Dev kültür merkezi 'hayaleti'
Haliç'teki
tarihi Mezbaha binasının yerine 'Avrupa'nın en büyük kültür merkezi' inşa
ediliyor. Ama bundan, sanat dünyası dahil hiç kimsenin haberi yok
Haliç'te yer alan Sütlüce Mezbahası, İstanbul'un modernleşme atılımlarının
bir örneğiydi. 1990 yılına kadar yaklaşık yetmiş yıl mezbaha, bir süre
de depo olarak işlev gören bu yapı, düzensiz koşullarda yapılan kesim işlerini
sağlık ve saklama koşullarına uygun bir biçimde yapılmasını ve
denetlenmesinin sağlamak amacıyla yapılmıştı.
Bu yapının teknik olduğu kadar bir mezbaha binası için ilginç sayılabilecek
mimari özellikleri de vardı. İstanbul'a binlerce yıldır hayat veren bir doğal
liman olan Haliç, bir taraftan geçmişten beri yiyecek ambarları, denizcilik
tesisleri gibi yapılarla donatılmışken, modernleşme atılımları ile bu işlevlerde
yeni yapılarla değişiklikler yaşanmaktaydı.
Yalnızca 'endüstri tesisi' mi?
Bu yapının bu açıdan yalnızca bir 'endüstriyel tesis' olduğu söylenemez.
Mezbaha binası, denizden bakıldığında adeta bir cami, okul, hatta bir saray
gibi azametli ve gösterişli bir yapıydı. Neden bir mezbaha binası için böyle
bir yapı yapılmıştı? Belki de mezbahanın yapıldığı dönem (biraz
gecikerek, 1920'ler) Avrupa başkentlerinde önemli kamu yapılarının inşa
edildiği, şehirsel hizmetlerde devrimlerin yaşandığı bir dönemdi. 20 yüzyıl
başında dünyanın dördüncü büyük ticaret şehri olan İstanbul'un da bu
dönemde birçok Avrupa şehriyle eşzamanlı olarak birçok yeniliğe sahne
olduğu biliniyor.

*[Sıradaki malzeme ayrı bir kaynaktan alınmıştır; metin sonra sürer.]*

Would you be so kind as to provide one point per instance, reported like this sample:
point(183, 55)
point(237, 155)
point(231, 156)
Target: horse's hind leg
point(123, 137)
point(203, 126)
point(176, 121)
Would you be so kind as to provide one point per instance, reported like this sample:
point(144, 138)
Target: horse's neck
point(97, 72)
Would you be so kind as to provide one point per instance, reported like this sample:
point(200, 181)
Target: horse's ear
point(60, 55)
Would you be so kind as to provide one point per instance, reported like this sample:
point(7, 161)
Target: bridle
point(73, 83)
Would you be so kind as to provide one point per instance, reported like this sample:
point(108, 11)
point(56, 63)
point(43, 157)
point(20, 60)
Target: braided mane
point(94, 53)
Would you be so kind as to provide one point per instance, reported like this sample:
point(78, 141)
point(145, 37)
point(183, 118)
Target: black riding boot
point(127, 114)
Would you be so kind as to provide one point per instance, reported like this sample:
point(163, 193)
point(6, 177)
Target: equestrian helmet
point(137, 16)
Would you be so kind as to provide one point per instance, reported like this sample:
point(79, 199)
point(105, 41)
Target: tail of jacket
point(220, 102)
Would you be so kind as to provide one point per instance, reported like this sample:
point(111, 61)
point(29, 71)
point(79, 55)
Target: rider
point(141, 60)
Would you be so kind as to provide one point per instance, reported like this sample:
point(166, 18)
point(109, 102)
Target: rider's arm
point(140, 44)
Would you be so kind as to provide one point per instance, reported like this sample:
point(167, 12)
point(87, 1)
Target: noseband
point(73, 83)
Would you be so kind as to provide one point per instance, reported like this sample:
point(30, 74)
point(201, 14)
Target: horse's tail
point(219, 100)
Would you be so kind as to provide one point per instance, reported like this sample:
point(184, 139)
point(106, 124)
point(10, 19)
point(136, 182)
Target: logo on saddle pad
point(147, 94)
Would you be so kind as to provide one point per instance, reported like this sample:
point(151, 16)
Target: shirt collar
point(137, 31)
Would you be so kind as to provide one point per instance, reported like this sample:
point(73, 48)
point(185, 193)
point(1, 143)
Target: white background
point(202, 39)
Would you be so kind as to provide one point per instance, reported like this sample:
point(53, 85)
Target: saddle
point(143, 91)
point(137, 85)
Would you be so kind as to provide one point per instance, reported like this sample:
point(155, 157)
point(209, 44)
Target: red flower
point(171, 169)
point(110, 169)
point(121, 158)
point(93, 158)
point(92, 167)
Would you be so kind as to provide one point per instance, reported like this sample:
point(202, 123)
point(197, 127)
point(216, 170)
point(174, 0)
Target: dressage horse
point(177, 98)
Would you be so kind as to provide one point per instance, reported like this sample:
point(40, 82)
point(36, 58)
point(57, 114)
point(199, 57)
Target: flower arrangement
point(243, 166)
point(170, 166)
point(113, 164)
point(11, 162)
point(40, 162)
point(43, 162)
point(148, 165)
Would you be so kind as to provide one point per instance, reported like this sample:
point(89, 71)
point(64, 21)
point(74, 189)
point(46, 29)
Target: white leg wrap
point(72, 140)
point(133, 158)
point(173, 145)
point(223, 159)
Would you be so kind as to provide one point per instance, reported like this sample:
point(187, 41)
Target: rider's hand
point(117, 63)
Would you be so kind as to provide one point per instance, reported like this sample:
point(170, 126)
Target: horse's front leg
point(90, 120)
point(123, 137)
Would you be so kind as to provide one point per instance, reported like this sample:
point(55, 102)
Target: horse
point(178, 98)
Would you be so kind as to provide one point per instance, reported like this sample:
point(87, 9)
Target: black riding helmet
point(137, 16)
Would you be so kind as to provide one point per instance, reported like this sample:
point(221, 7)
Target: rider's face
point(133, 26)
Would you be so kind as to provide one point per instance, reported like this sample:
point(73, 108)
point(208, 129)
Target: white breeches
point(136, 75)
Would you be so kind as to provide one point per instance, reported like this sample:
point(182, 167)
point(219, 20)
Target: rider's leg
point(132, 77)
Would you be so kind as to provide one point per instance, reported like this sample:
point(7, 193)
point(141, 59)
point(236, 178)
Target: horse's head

Sütlüce Mezbahası'nı da yalnızca bir mezbaha olarak değil,
belki bu 'kamu yapıları serisi' içinde değerlendirmek gerekiyor.
Haliç çevresinde başta Galata ve Eminönü olmak üzere bir çok ticari
yapıda 'art nouveau', eklektik (neoklasik, neogrek, neobarok) mimari tarz görülürken
birçok kamu binasının sonradan 'Birinci Milli' diye adlandırılan bir mimari
tarzda inşa edildiği söylenebilir. (Bu tarz, Osmanlı mimarlığına gönderme
yapan eklektik bir tarzdı.) Galata Köprüsü gibi tamamen yurtdışında yapılıp
getirilen bir çelik yapıdan vapur iskelelerine, Düyun-u Umumiye'den Osmanlı
Bankası binasına, okul yapılarından elektrik trafolarına kadar birçok
mimarlık ürünü bu tarzdaydı.
'İkinci Milli' denen tarz ise Cumhuriyet döneminde bu tarza karşı bir tepki
olarak çıktı. 'İkinci Milli' bu Osmanlıcı tarza bir tepki olduğu kadar
siyasal alanda zayıf kalan bir kimlikleşme girişiminin tasfiye hareketiydi.

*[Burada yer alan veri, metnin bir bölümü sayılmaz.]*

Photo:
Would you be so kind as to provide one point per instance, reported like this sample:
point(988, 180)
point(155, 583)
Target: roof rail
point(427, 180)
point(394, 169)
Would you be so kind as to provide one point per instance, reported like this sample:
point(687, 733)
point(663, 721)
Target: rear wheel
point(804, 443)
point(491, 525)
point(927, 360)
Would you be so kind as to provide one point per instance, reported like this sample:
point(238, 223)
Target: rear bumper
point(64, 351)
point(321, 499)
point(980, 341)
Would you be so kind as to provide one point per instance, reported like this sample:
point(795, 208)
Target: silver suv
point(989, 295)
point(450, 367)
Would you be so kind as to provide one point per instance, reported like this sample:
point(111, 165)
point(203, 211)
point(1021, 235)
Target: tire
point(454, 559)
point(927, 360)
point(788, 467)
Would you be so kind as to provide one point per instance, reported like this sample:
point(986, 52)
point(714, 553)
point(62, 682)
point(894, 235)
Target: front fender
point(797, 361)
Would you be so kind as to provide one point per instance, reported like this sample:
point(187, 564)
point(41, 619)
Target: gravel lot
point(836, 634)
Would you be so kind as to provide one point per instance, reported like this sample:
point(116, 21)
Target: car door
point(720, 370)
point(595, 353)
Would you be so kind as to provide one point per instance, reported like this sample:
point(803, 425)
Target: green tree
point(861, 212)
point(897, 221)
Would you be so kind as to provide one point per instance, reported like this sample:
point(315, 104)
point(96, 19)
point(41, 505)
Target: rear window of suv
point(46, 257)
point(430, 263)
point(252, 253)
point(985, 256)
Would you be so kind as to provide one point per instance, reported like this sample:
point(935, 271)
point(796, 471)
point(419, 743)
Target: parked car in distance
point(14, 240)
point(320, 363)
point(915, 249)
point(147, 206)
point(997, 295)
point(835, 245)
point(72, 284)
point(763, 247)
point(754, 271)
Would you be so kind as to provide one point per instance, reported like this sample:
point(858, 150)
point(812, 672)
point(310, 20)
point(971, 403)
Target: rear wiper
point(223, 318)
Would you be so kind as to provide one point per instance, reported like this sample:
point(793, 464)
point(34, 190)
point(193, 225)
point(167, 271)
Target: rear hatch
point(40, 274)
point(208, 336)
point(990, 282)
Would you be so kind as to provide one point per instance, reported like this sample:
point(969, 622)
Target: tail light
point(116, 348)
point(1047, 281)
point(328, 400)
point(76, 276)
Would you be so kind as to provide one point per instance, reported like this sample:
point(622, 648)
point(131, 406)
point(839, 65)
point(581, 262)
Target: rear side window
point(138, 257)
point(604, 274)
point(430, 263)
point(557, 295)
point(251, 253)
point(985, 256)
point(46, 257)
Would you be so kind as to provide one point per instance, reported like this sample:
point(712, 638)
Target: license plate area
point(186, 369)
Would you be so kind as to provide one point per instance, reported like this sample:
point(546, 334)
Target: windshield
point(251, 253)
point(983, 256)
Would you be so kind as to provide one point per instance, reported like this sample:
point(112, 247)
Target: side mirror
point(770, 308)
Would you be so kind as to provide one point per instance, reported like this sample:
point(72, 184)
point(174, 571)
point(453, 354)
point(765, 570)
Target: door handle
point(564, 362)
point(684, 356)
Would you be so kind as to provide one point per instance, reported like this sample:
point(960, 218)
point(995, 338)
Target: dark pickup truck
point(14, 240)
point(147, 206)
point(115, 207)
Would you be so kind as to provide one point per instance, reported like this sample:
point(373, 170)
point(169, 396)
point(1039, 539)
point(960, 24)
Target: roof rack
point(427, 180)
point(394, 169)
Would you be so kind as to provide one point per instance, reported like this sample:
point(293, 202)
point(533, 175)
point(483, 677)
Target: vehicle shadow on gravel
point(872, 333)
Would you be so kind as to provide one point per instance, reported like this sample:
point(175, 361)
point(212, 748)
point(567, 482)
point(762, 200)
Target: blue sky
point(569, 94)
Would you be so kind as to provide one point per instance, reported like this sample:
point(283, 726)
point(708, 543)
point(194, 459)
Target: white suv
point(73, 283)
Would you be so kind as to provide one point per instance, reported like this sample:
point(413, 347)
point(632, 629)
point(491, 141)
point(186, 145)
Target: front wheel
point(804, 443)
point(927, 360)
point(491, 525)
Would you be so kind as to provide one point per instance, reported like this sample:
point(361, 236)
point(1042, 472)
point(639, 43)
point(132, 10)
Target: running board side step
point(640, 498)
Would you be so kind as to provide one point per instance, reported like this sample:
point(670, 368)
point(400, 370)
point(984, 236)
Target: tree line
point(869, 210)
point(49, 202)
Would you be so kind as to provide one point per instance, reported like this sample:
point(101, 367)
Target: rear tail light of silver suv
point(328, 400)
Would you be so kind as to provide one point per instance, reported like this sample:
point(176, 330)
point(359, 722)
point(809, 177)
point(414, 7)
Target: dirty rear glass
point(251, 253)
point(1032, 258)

'İkinci Milli olarak adlandırılan mimarlık tarzı ise tıpkı dildeki arınma
çabaları gibi, 'halk mimarisi'ne doğru yöneldi. Böylece 'İkinci
Milli'ciler Batı'da hakim işlevselci akımla, 'saf', 'ağdalı olmayan', 'halk
mimarisi'ne gönderme yaptıkları kendi mimarlık anlayışları arasında bir
köprü kurmaya çalıştılar.
Yapılar 'gözden çıkarılıyor'
1970'lerde mimarlık mirasının korunması tartışmalarında akademik çevrelere
hâlâ bu akımın kalıntıları hâkimdi ve belki de bu nedenle 'Birinci
Milli'ye ait birçok yapı (tıpkı diğer 'eklektik' yapılar gibi) korunmaya
değer bulunmadı. Bugün Türkiye'deki mimarlık anlayışının bu 'İkinci
Milli' çerçevesini aştığı da pek söylenemez. Türkiye gibi ülkelerde
mimarlar ulusalcı bir mimarlık peşinde koşarken Avrupalı mimarlar modernliğin
bir biçim sorunsalı olmadığını tartışıyorlardı. Mekân düzenleme
konusu Batı'da diğer uzmanlıklara benzer bir entelektüel girişime sahne
oldu.
İlginç olan Sütlüce Mezbahası'nın yıkımına yol açan ve yaklaşık
onun dört katı büyüklüğünde olan inşaatın bu 'İkinci Milli'nin bir kalıntısı
olması. Ben bu tarzı
'Üçüncü Milli' olarak adlandırmayı öneriyorum. Neden derseniz: Nasıl
mezbahanın yapıldığı tarihlerde Osmanlı İmparatorluğu ulusalcı
dinamiklere bir cevap vermeye çalıştıysa, bugün 'Avrupa'nın en büyük kültür
merkezi' denen inşaat bu düşüncedeki sürekliliğe işaret ediyor.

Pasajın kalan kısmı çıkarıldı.